Luftreinhaltung in Stuttgart Land erwartet Klage der EU

Von Konstantin Schwarz 

Verkehrsminister Winfried Hermann erwartet, dass die EU Deutschland verklage, aber dem Land noch Zeit bis 2020 zum Erreichen der Luftschadstoff-Grenzwerte lässt. Foto: dpa
Verkehrsminister Winfried Hermann erwartet, dass die EU Deutschland verklage, aber dem Land noch Zeit bis 2020 zum Erreichen der Luftschadstoff-Grenzwerte lässt. Foto: dpa

Die Grünen erhoffen sich vom Leipziger Bundesverwaltungsgericht klare Aussagen gegenüber der Bundesregierung zur Blauen Plakette.

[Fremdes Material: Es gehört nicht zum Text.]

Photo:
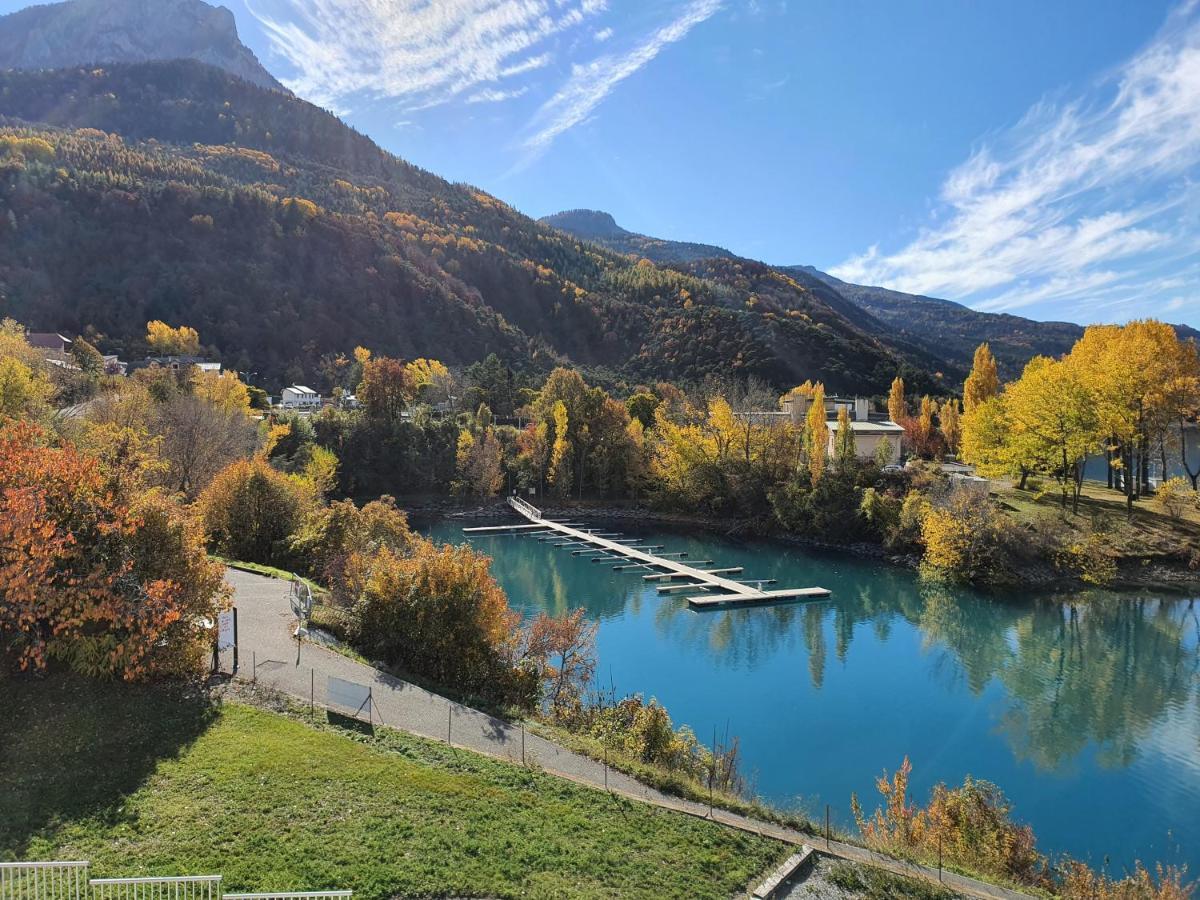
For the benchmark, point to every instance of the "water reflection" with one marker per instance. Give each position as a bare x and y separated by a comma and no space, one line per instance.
1085,708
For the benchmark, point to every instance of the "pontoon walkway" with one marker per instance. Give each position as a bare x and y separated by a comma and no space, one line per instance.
735,593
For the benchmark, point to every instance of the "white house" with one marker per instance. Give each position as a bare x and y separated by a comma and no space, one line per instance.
869,437
299,397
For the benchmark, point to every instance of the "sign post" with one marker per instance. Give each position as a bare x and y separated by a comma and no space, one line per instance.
227,634
301,606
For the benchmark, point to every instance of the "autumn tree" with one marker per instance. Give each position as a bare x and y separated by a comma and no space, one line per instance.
898,407
1053,421
983,382
336,541
387,389
250,510
437,612
167,341
642,406
88,358
199,438
952,425
845,454
559,473
480,462
25,388
431,381
816,435
1143,379
223,390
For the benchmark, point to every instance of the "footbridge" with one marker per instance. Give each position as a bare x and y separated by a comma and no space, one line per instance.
712,587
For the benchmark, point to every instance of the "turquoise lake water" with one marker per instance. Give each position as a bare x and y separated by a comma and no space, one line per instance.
1084,709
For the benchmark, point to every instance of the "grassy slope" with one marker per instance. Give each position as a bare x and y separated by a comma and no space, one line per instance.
145,780
1151,534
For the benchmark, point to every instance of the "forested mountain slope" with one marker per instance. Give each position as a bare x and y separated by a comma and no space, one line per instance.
954,329
175,191
937,335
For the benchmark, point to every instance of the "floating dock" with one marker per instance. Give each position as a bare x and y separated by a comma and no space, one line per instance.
609,544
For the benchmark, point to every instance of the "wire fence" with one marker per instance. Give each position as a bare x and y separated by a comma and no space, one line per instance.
43,881
69,880
187,887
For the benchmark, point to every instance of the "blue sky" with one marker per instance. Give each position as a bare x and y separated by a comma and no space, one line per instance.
1019,155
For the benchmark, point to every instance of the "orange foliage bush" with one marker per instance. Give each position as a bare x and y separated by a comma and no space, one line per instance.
85,579
439,613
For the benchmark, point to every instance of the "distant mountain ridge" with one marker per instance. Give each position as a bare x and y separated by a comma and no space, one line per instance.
79,33
601,227
287,239
947,333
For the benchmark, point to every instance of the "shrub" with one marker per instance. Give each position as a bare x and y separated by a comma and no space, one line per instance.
1091,559
439,613
643,731
971,826
1079,882
250,510
967,539
1175,496
333,537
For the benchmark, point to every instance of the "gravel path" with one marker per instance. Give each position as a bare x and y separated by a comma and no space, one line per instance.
269,653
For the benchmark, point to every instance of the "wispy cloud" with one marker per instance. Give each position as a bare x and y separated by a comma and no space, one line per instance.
1080,203
491,95
592,82
420,51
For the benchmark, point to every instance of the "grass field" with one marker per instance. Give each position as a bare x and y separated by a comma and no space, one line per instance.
147,780
1150,534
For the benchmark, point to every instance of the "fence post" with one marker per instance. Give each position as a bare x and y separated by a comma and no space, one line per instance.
712,774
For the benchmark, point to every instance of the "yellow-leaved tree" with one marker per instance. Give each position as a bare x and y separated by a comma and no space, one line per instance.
168,341
983,382
816,435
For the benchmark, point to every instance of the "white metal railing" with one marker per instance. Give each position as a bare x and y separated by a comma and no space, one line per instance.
525,507
189,887
59,880
69,881
293,895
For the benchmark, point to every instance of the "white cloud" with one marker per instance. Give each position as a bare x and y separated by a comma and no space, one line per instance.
491,95
592,82
425,52
1090,198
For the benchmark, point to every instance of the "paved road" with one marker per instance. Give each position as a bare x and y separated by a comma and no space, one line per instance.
269,652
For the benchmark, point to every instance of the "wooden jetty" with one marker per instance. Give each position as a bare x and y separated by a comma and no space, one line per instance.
732,593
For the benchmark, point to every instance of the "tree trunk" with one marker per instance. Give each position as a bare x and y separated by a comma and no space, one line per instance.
1183,456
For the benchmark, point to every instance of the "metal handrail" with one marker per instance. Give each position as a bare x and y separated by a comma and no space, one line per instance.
525,507
289,895
157,880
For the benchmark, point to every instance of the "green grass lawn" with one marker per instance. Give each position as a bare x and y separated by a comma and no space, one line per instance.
1150,534
148,780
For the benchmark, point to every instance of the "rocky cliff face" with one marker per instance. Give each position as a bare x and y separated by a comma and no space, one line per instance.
87,31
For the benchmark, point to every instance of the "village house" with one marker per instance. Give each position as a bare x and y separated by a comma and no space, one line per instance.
299,397
871,430
178,363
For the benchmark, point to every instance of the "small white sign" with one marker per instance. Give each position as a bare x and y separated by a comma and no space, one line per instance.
226,639
349,695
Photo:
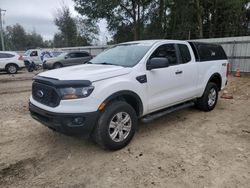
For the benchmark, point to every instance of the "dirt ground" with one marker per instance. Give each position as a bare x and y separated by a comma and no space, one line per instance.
188,148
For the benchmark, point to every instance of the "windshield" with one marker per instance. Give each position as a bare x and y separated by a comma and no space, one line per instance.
63,54
126,55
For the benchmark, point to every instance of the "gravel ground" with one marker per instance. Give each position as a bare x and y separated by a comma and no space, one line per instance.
188,148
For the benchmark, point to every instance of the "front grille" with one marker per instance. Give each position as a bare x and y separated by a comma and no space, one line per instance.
45,94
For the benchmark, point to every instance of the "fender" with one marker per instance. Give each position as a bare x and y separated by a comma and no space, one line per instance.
127,94
212,77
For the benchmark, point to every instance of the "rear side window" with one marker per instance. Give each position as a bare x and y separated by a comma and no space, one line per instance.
33,54
184,53
209,52
167,51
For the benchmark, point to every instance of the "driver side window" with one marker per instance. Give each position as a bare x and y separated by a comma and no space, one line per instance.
168,51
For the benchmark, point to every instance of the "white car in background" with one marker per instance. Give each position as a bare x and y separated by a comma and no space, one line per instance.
11,62
39,56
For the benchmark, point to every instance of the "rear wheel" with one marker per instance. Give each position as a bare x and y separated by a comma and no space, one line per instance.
209,98
11,68
116,126
57,65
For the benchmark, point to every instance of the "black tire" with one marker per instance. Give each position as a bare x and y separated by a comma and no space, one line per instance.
11,69
102,133
57,66
205,103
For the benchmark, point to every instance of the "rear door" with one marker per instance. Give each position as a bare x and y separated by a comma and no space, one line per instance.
173,84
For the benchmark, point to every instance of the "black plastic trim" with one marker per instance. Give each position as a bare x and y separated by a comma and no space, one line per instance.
61,122
129,93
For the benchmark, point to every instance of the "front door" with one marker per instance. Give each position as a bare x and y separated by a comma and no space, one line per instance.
166,86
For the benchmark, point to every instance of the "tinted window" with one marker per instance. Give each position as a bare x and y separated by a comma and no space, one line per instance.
168,51
82,54
2,55
209,52
126,55
5,55
184,52
33,54
72,55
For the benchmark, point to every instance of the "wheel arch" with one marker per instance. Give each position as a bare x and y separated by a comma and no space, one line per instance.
217,79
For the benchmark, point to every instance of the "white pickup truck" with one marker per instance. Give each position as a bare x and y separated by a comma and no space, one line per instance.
135,80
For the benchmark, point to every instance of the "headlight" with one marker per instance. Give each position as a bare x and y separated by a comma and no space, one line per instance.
76,92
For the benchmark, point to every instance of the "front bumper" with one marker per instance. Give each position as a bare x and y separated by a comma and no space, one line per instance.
71,124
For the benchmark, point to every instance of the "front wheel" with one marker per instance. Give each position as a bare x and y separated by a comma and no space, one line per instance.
209,98
116,126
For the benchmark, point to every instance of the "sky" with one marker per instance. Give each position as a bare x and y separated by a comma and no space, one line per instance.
38,15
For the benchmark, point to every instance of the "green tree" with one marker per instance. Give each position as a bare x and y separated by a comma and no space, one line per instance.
67,35
120,13
74,31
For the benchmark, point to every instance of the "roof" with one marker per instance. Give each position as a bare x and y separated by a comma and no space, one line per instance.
149,42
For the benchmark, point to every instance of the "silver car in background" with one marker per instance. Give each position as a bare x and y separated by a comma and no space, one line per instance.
67,59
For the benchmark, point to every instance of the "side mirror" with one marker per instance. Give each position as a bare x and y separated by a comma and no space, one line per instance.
157,63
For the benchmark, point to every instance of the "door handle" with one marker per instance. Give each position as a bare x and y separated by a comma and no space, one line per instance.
178,72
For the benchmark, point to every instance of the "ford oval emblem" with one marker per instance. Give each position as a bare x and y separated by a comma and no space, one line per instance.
40,93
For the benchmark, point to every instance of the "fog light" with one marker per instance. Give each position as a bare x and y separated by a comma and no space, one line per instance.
78,120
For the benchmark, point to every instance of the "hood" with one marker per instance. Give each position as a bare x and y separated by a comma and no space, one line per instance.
91,72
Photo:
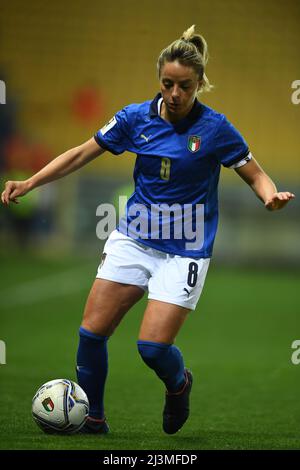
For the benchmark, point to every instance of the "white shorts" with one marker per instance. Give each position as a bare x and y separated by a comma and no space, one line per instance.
169,278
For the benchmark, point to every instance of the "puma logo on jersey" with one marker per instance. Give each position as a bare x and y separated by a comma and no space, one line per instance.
145,137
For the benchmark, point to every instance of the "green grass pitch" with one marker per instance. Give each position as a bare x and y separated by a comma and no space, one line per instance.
237,343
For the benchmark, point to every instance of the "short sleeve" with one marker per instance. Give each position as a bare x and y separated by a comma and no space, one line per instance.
113,136
231,148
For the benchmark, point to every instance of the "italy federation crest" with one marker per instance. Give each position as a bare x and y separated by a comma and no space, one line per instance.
194,143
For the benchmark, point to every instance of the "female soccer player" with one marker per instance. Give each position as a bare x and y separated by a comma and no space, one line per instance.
164,243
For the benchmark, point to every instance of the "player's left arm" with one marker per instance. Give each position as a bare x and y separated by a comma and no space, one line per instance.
263,186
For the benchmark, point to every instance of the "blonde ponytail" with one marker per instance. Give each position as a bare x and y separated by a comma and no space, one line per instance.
191,50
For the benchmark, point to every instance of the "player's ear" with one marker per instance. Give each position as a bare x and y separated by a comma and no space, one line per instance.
200,83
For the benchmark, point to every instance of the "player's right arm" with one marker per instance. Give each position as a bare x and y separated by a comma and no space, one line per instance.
62,165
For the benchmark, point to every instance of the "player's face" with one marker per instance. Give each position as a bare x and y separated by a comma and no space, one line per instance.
179,86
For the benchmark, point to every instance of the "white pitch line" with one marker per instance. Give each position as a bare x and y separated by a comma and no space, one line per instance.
49,287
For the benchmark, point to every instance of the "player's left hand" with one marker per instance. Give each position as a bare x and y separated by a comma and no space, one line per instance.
279,200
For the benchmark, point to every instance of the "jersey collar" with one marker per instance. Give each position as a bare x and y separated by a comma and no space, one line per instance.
184,124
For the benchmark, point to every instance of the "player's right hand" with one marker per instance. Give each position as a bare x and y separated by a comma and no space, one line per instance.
14,189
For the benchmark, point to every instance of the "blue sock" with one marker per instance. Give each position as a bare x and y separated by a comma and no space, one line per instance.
166,360
92,367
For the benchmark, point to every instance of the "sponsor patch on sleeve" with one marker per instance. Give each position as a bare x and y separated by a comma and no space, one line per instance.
108,125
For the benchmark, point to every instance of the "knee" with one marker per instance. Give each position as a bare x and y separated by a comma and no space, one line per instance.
152,353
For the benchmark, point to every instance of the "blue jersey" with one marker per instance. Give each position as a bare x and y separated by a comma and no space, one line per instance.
174,207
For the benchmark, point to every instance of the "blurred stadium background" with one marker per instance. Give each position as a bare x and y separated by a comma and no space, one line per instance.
68,67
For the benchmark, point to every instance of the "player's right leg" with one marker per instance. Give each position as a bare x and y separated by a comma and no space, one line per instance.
106,305
121,281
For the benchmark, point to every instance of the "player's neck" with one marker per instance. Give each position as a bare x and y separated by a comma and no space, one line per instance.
172,117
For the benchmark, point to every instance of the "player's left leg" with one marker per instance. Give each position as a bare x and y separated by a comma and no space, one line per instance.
160,325
174,290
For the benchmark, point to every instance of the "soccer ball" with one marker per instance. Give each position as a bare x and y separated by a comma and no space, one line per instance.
60,406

Stuttgart - Die Landesregierung erwartet eine baldige Klage der Europäischen Kommission wegen der ununterbrochenen Überschreitung von Luftschadstoff-Grenzwerten in Stuttgart. Die Entscheidung könnte an diesen Freitag fallen. „Ich bin im Gespräch mit der EU. Sie sieht, dass wir in Baden-Württemberg etwas tun, der Bund aber weniger. Ich wähne die EU auf unserer Seite und glaube, dass sie gegenüber dem Bund ein Zeichen setzt, uns aber eine Karenzzeit lässt“, sagte Verkehrsminister Winfried Hermann (Grüne) am Dienstag bei einer Pressekonferenz auf die Frage unserer Zeitung.

Hermann, Stuttgarts OB Fritz Kuhn (Grüne) und Andreas Schwarz, Chef der Grünen-Landtagsfraktion, plädierten erneut für die Einführung der Blauen Plakette, um Diesel unterhalb der Euronorm 6 und Benziner unter Euro 3 aus der Stadt halten zu können, allerdings erst, wenn 80 Prozent aller Autos in diese Kategorien fallen. Der Aufkleber wird von CDU/CSU und SPD im Bund verweigert.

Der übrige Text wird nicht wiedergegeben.